Se amiamo il nostro pianeta e tutti gli esseri che lo abitano dobbiamo operare, anche con un impegno diverso e capillare, nuove scelte, coraggiose, in linea con quei principi e regole della Natura che, stiamone certi, è Madre.
Guido Bissanti
Fonti e bibliografia:
https://antropocene.it/2017/11/30/quanti-abitanti-possono-vivere-sulla-terra/
http://www.fao.org/publications/sofa/en/
https://www.bcg.com/publications/2018/infographic-why-is-one-third-world-food-being-lost-wasted.aspx
http://www.isprambiente.gov.it/files2019/pubblicazioni/rapporti/RAPPORTOSPRECOALIMENTARE_279_2018.pdf
https://link.springer.com/article/10.1007/s10113-016-1027-y
https://www.tandfonline.com/doi/full/10.1080/03066150.2020.1782891
https://www.sprecozero.it
Bel commento ma la soluzione, le soluzioni non sono date.
Dica l’inizio del processo ma dica anche chi lo deve fare. Quanti domattina lasceranno l’auto in garage, andranno a piedi o in bici al lavoro, rifiuteranno di utilizzare fossili per scaldarsi e puliranno senza detergenti ogni cosa ci simera no tre litri a testa di acqua al giorno come massimo faranno viaggi collettivi ogni cinque anni e spegneranno i PC o i cellulari rinunciando alla connessione
L’obiettivo è questo ma essere ideologicamente talebani non porterà a nulla, educate alla assuefazione consapevole non all’odio ideslista.

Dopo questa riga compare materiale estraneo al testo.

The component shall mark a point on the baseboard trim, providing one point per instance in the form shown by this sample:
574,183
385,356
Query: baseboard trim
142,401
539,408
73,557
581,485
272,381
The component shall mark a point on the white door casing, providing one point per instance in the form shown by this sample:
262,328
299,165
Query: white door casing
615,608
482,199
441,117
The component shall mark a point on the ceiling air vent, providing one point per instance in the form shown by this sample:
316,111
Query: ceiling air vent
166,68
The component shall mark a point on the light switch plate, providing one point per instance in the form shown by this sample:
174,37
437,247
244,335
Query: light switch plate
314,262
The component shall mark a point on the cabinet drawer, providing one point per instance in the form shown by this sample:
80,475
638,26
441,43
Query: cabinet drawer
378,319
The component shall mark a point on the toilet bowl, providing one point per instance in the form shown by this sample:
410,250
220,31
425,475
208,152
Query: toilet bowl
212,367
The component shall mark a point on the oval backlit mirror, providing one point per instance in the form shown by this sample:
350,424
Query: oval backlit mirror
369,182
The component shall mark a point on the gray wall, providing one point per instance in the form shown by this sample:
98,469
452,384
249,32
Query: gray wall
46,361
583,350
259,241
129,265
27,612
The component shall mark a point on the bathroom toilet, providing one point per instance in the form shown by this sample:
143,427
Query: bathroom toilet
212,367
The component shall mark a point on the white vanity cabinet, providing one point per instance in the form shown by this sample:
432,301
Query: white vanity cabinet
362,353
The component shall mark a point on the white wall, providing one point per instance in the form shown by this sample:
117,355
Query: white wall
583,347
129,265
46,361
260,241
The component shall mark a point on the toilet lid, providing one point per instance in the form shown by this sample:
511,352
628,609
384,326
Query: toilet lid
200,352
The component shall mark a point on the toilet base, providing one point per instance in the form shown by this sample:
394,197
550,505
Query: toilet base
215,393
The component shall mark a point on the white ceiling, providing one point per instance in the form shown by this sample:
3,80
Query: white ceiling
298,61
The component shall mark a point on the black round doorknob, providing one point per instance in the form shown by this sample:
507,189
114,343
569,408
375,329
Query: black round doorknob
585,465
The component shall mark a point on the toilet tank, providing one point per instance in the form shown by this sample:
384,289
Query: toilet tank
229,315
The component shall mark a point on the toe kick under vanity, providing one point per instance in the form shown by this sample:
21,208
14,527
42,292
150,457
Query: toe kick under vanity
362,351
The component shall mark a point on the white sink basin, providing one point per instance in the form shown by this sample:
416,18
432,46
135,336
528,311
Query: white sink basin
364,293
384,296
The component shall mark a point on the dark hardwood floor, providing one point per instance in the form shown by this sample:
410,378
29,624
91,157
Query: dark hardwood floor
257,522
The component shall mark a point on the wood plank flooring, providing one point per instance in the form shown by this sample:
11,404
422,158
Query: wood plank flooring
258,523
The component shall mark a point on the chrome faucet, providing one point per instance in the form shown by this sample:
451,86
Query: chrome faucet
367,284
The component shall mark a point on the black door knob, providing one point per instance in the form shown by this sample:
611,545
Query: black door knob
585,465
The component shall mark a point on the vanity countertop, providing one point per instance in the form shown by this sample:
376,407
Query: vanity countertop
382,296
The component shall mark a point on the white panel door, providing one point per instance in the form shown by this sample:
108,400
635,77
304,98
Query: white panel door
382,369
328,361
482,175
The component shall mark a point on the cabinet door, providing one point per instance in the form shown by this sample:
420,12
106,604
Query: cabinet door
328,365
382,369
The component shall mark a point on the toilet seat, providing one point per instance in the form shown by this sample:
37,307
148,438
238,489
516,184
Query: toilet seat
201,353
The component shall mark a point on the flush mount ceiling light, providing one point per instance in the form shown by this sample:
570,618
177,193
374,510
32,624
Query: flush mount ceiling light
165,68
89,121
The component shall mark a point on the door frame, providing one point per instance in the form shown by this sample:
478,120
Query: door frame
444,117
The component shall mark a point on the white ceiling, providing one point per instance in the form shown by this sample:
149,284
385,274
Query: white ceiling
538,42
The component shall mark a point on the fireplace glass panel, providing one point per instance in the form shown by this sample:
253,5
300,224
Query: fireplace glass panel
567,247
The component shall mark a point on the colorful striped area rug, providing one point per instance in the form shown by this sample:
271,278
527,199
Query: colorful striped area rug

Altro che non ci sono le soluzioni. Si chiama agroeoloogia: in Sicilia abbiamo già la legge (L.R. 21/2021), le aziende che da tempo hanno iniziato questo percorso. Sistema di produzione circolare, con maggiore produttività, minore sprechi. Abbiamo già organizzato gruppi di acquisto tra aziende e cittadini. Sistemi di formazione ed aggiornamento. Un sistema virtuoso senza più l’ausilio della chimica di sintesi. Altro che talebani; ci venga a trovare e vedrà che stiamo riscrivendo (ma ovviamente è un processo graduale) l’intera impalcatura tecnica-politica degli ultimi 60-70 anni.